Dictionaries and Copyright Law
Disclaimer: Before starting this I want to make it clear that I am not scraping dictionaries, nor do I plan to. I am part of a project to create an open-source Korean dictionary, and so I’m wondering what the law is so we don’t run into any trouble. The data for the project so far comes from freely-published Korean government data, and manually-made definitions, so we should be in the clear. I’m also interested in what it means to “own” some fundamental parts of language.
There are hundreds of commercially-produced and (I assume) copyrighted dictionaries in many languages. Dictionaries are extremely useful to not only language learners, but developers of language learning tools. However these commercial dictionaries are out of reach of most developers due to copyright or exorbitant licensing costs.
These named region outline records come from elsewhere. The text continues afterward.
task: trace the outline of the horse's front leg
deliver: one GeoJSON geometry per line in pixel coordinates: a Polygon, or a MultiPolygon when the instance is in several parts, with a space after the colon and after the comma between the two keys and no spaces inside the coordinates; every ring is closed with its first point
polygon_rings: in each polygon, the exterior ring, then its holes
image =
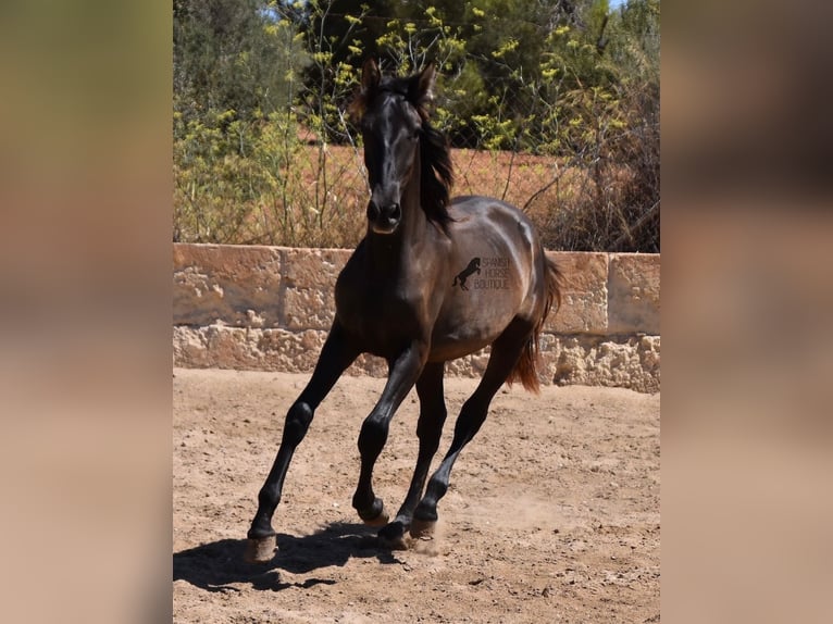
{"type": "Polygon", "coordinates": [[[446,422],[445,392],[443,390],[443,373],[445,362],[428,363],[416,380],[416,395],[420,398],[420,419],[416,424],[416,437],[420,440],[420,452],[416,466],[413,470],[408,496],[399,508],[396,517],[378,532],[378,537],[388,548],[403,550],[407,548],[405,534],[411,527],[411,519],[416,503],[420,502],[425,479],[428,476],[431,460],[439,448],[443,425],[446,422]]]}
{"type": "Polygon", "coordinates": [[[334,323],[310,382],[286,414],[281,447],[272,470],[258,494],[258,512],[247,535],[249,544],[246,559],[248,561],[269,561],[274,556],[276,534],[272,528],[272,516],[281,502],[281,492],[289,462],[295,449],[307,435],[315,408],[358,354],[359,351],[348,345],[340,325],[334,323]]]}
{"type": "Polygon", "coordinates": [[[373,466],[387,441],[390,419],[420,377],[427,352],[427,341],[413,341],[398,358],[388,362],[385,389],[373,411],[364,419],[359,434],[361,470],[352,506],[359,517],[372,526],[382,526],[388,520],[382,499],[373,494],[373,466]]]}

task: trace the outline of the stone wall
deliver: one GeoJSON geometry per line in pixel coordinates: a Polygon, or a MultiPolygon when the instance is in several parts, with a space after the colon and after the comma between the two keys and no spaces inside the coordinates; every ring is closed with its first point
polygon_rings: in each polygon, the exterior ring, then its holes
{"type": "MultiPolygon", "coordinates": [[[[311,372],[333,321],[333,288],[351,251],[174,245],[174,365],[311,372]]],[[[660,387],[659,254],[548,252],[563,304],[540,337],[542,382],[660,387]]],[[[488,350],[447,364],[480,376],[488,350]]],[[[348,374],[385,375],[363,355],[348,374]]]]}

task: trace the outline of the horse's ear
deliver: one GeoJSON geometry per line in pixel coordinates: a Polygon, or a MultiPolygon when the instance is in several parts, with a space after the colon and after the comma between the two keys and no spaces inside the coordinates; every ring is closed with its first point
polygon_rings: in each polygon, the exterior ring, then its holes
{"type": "Polygon", "coordinates": [[[361,88],[358,90],[347,109],[347,112],[350,114],[353,122],[358,122],[364,114],[364,111],[368,110],[368,104],[370,103],[376,87],[378,87],[381,79],[382,74],[378,71],[376,61],[372,58],[364,61],[364,65],[361,68],[361,88]]]}
{"type": "Polygon", "coordinates": [[[382,79],[382,74],[378,71],[376,61],[371,57],[364,61],[364,65],[361,68],[361,88],[366,96],[370,91],[373,91],[382,79]]]}
{"type": "Polygon", "coordinates": [[[415,76],[415,104],[422,107],[434,100],[434,84],[436,83],[436,78],[437,72],[434,63],[430,63],[422,72],[415,76]]]}

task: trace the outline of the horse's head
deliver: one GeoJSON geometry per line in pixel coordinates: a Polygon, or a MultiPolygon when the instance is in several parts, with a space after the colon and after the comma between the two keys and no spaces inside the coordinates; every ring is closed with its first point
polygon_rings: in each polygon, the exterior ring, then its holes
{"type": "MultiPolygon", "coordinates": [[[[360,116],[371,197],[368,221],[376,234],[393,234],[402,220],[406,189],[419,194],[420,142],[433,98],[434,66],[407,78],[382,76],[375,61],[364,63],[361,92],[352,104],[360,116]]],[[[419,195],[414,197],[419,198],[419,195]]]]}

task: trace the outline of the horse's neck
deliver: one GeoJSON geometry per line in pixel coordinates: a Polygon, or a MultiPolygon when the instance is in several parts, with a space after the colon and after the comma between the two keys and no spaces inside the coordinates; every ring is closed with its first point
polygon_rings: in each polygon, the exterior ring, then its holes
{"type": "Polygon", "coordinates": [[[406,189],[400,201],[402,221],[394,234],[376,234],[368,228],[368,250],[374,272],[401,275],[424,250],[430,225],[420,205],[419,187],[416,191],[406,189]]]}

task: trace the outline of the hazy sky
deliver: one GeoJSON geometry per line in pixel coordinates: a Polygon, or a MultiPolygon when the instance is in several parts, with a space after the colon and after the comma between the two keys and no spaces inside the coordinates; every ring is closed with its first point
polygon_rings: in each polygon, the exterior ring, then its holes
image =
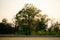
{"type": "Polygon", "coordinates": [[[0,21],[7,18],[11,22],[26,3],[32,3],[50,18],[60,18],[60,0],[0,0],[0,21]]]}

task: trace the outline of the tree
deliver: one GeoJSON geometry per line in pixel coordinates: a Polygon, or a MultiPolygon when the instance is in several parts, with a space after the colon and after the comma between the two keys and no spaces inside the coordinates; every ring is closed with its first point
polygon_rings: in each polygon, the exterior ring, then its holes
{"type": "Polygon", "coordinates": [[[12,34],[15,32],[15,29],[7,22],[7,19],[2,19],[0,22],[0,34],[12,34]]]}
{"type": "Polygon", "coordinates": [[[21,32],[23,30],[26,35],[31,35],[31,23],[33,22],[35,15],[39,14],[39,12],[41,12],[41,10],[37,9],[32,4],[26,4],[24,8],[16,14],[16,26],[20,28],[19,30],[21,32]]]}

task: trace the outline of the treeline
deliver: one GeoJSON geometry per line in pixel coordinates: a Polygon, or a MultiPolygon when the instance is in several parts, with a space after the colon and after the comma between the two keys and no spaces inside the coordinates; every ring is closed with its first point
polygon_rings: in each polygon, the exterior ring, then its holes
{"type": "Polygon", "coordinates": [[[14,22],[8,23],[6,19],[0,22],[0,34],[15,35],[60,35],[60,23],[56,22],[48,28],[47,15],[32,4],[26,4],[14,17],[14,22]],[[14,27],[13,27],[14,25],[14,27]]]}

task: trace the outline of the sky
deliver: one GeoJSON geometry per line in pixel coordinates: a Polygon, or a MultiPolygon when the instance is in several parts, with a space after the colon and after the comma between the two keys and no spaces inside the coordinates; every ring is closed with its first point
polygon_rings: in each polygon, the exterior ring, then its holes
{"type": "Polygon", "coordinates": [[[13,17],[27,3],[32,3],[53,20],[60,20],[60,0],[0,0],[0,21],[6,18],[12,22],[13,17]]]}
I wonder what the extent of the copyright law is.
The process of creating a new dictionary could be broken into two parts.
- Scrape the data.
- Reformat the data to the extent that it is not a copy of the original.
The first is the clear grey area. “Making unauthorised copies” would probably cover it, but viewing the dictionary itself creates a copy, and whether you store that or not is not known by the other party.
What would be the difference between the following two methods of creating the dictionary:
- Manually — Humans writing definitions of words they know, using existing dictionaries to look up those they didn’t, and writing their own new unique definitions.
- Programmatically — Using existing dictionaries, using paraphrase, language models and bilingual texts to generate new unique definitions.
The first seems completely natural. That’s how new dictionaries get created all the time. The other dictionaries are used for reference, but the definitions are clearly the creations of the new authors, and as such (I assume) there is no copyright infringement.
However the second seems a lot more grey. Despite the fact that the same rewriting/paraphrasing has taken place, as it was automated it seems less clear who owns the copyright.
Does anyone have any answers to this? Past experiences?